Câmara Cascudo and his “animals written” on the Corner of Wall
Cascudo Chamber. Fabulation. Animality. Devir-animal. Animal-writing.
The work of thesis here is focused on the novel Canto de muro (2006), from CâmaraCascudo (1898 - 1986 - Natal-RN). From a qualitative, bibliographical and interpretative research, we show that the author remains a researcher, even in the writing of the literary text, because the novel was produced through the daily observation of the behavior of the animal characters. In it, the author presents a modern and new form of fable, in which animals are not large ones, as in traditional fable, but are those considered by society to be insignificant, such as the cockroach, the bat, the mouse, the scorpion, among others.

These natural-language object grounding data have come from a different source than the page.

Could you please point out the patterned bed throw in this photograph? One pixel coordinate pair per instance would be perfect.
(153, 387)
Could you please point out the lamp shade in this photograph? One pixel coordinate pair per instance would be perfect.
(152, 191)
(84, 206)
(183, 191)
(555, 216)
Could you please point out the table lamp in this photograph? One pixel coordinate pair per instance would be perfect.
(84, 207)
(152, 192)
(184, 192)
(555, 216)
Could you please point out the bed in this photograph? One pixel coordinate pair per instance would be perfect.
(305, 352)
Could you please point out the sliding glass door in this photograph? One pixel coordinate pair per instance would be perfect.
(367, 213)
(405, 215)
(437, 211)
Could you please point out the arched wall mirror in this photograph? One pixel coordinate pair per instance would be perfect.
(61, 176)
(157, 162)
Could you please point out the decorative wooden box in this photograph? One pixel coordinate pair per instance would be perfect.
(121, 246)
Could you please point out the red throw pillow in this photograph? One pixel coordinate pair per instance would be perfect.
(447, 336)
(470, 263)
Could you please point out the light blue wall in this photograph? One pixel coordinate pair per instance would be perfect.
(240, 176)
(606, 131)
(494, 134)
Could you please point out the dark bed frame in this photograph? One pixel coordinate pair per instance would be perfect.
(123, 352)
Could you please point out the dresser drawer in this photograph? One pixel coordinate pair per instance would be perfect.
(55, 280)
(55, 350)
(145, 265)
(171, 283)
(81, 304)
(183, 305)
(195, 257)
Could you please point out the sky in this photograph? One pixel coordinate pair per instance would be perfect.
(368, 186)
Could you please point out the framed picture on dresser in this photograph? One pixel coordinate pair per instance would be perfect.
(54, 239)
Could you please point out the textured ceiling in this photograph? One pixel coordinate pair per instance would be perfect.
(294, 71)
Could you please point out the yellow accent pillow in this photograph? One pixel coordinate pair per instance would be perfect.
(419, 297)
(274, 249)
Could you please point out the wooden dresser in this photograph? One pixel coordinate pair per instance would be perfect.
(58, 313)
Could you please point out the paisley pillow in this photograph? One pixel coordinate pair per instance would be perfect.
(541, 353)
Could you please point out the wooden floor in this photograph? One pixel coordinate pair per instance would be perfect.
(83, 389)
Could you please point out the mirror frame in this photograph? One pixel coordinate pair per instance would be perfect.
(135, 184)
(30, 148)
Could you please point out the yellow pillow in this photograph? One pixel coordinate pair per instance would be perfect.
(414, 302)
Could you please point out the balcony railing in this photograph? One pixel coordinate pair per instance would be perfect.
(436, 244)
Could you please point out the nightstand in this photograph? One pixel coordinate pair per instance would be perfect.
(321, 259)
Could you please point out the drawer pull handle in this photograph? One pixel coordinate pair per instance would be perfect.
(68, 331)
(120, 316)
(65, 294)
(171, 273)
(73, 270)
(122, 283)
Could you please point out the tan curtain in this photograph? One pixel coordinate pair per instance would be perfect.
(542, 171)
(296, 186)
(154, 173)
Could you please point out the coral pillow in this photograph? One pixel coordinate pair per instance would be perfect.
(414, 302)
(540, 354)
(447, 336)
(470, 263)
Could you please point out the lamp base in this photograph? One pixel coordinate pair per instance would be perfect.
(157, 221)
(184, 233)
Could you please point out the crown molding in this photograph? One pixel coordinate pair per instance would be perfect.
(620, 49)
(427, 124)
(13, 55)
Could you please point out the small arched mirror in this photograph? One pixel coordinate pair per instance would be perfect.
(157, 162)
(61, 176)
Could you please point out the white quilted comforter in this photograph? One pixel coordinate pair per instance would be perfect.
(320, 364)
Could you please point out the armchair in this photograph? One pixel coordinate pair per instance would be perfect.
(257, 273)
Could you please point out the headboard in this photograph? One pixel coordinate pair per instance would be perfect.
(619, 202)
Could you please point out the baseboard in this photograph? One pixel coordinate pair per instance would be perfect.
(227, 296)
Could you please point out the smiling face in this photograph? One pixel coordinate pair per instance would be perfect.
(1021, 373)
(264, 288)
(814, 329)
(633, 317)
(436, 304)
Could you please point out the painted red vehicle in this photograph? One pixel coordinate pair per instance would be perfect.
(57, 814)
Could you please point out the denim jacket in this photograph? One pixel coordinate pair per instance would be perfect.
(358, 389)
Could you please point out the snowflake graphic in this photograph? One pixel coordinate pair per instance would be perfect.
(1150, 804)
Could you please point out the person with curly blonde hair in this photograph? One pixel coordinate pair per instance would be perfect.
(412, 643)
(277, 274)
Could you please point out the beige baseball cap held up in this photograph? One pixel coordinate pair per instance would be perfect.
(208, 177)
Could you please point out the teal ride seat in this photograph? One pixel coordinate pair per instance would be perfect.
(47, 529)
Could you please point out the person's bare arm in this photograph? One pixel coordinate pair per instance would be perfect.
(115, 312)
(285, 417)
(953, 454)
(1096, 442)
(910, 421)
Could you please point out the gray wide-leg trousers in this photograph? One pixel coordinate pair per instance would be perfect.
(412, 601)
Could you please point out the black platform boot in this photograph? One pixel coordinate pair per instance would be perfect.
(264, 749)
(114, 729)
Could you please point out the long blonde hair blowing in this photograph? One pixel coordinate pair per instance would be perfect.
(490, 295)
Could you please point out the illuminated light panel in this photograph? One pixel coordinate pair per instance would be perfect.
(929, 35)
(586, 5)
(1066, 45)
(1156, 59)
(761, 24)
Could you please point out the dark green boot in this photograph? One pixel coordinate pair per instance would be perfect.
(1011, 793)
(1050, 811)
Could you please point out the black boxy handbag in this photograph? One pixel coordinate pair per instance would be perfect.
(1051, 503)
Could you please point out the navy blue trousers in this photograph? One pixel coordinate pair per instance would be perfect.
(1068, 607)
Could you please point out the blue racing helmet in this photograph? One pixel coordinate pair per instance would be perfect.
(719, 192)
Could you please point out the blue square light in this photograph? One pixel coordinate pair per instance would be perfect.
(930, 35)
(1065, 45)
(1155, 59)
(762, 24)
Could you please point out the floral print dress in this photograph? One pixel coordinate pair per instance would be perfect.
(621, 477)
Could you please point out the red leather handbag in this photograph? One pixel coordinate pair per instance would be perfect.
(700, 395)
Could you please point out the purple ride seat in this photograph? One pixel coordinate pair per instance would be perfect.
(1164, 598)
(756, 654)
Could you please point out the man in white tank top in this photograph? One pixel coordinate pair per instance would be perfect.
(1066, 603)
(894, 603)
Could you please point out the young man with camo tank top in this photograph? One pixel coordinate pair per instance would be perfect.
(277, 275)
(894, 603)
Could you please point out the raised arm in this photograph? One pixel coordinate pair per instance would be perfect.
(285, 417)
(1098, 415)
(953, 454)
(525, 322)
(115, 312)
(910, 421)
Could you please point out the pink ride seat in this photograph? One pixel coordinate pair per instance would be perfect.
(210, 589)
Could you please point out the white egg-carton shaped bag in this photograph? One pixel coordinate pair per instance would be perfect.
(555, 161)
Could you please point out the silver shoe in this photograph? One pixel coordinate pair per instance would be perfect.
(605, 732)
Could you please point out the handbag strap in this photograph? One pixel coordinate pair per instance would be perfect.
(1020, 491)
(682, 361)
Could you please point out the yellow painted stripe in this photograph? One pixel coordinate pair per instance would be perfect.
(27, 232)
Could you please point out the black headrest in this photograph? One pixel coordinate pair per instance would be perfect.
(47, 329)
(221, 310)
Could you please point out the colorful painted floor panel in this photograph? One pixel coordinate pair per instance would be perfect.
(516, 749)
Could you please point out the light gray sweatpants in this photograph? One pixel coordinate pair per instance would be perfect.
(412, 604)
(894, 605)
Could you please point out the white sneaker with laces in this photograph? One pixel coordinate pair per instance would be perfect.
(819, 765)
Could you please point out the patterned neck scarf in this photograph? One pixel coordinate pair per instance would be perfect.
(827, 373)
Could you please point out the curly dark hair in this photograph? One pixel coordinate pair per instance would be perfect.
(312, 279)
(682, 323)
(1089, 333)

In order to understand the thematic aspects present in this cascudian work, we sought support in the reflections of Merleau-Ponty (2002), Didi-Huberman (2010) and Nancy Huston (2010), with respect respectively to poeticity in world observation, absence of an evident truth and the construction of truths through fiction. We articulate these reflections with the thinking of the French Deleuze and Guattari (1995, 1996, 1997, 2002), with regard to nomadism, writing as a war machine, deterritorialization, minor literature, animal becoming and animal-writing. From this animal perspective, we also resort to Derrida's theory (2011). To dialogue with Derrida's ideas, we turn to Maciel's (2016) thinking about animality. In line with the proposed reflections, we have the theoretical support of Foucault (2013), Rancière (2009), Barthes (2003; 2004) and Sousa (2006), aiming to show that Cascudo poses as a thinker who, through writing literary, contributes to a different view of animals, thus escaping from the anthropocentric aspect. The questions developed by Cascudo, with respect to animals, are crossed by external routes in the folds, as directed by Levy (2011).